U.S. Supreme Court decisions shape health policy in important ways. The nomination of Judge Amy Coney Barrett, if confirmed, is expected to establish a solid 6:3 conservative majority that could affect case outcomes in several areas. This issue brief considers the potential implications of a reconfigured Court for health policy issues, including those already on the Court’s docket for the coming term and those that the Court may choose to consider in this term or in the future:
The future of the ACA: The Court will decide California v. Texas, a case that could determine whether the entire Affordable Care Act can continue, with significant implications for the U.S. health care system and virtually every American. Oral argument is scheduled for November 10, 2020.
Cases requesting Supreme Court review:
- Abortion: The Court may decide to consider one or more cases that could overturn the precedent of Roe v. Wade, alter the standard to evaluate whether abortion regulations are constitutional, or decide that abortion providers cannot sue to challenge abortion regulations.
- Title X: The Court is likely to want to resolve conflicting appeals court decisions about whether the Trump Administration Title X Federal Family Planning regulations that prohibit federal funding to clinics that offer or refer for abortion are permissible under federal law.
- Medicaid enrollees’ free choice of provider: The Court will decide whether to hear a case about whether Medicaid enrollees can sue to challenge a state’s refusal to allow Planned Parenthood to offer Medicaid services if that provider also separately offers abortion services (which are not covered by Medicaid). Federal appeals courts are split on this issue. The case has implications for enrollees’ ability to bring lawsuits challenging state violations of federal Medicaid law as well as enrollees’ free access to providers.
- Medicaid work requirements: The Court will decide whether to hear cases about whether the HHS Secretary can approve Section 1115 waivers that condition Medicaid eligibility on meeting work and reporting requirements, which have led to over 18,000 people losing coverage in Arkansas.
Cases that could reach the Supreme Court:
- Payment of ACA cost-sharing reductions to insurers: The Court could be asked to hear cases brought by Marketplace insurers seeking unpaid cost-sharing reductions (CSRs) from the Trump Administration. Restoring CSR payments could lower Marketplace premiums and federal costs and improve affordability for individuals who do not qualify for Marketplace premium tax credits.
- Nondiscrimination in health coverage and care: The Court could be asked to review cases challenging the Trump Administration’s rollback of regulations implementing ACA Section 1557, which bans discrimination in health programs and activities that receive federal funding.
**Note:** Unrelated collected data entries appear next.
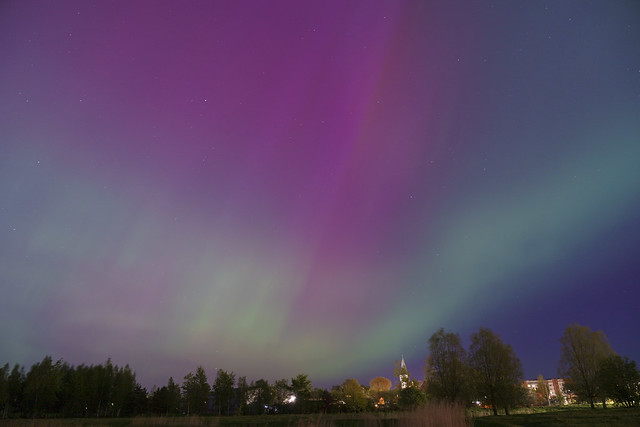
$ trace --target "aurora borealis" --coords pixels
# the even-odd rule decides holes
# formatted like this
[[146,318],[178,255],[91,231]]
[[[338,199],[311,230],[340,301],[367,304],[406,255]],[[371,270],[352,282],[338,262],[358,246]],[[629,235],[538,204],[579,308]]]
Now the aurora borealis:
[[636,1],[6,1],[0,363],[640,359]]

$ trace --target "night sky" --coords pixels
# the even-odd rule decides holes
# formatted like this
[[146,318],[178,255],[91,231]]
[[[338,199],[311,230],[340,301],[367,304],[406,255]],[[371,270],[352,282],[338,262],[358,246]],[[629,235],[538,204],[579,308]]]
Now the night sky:
[[0,364],[640,361],[637,1],[3,1]]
Issues include whether discrimination based on gender identity is prohibited and the extent to which individuals and entities are exempt from discrimination claims based on religious freedom.
- Public charge rule: The Court could be asked to review cases challenging the Trump Administration’s regulations that prevent individuals from obtaining a green card or entering the U.S. if they are determined likely to use certain public programs, including Medicaid. The regulations are likely to lead to decreased participation in Medicaid by immigrant families and their primarily U.S. born children.
- Hospital price transparency rule: The Court could be asked to hear a challenge to the Trump Administration’s regulations requiring hospitals to disclose their negotiated rates with insurers. The Administration argues that the regulations could lead to lower costs for consumers. However, if the Supreme Court accepts the argument, supported by the Trump Administration, that the entire ACA is invalid, Congress will need to pass new legislation before any price transparency regulations could be adopted.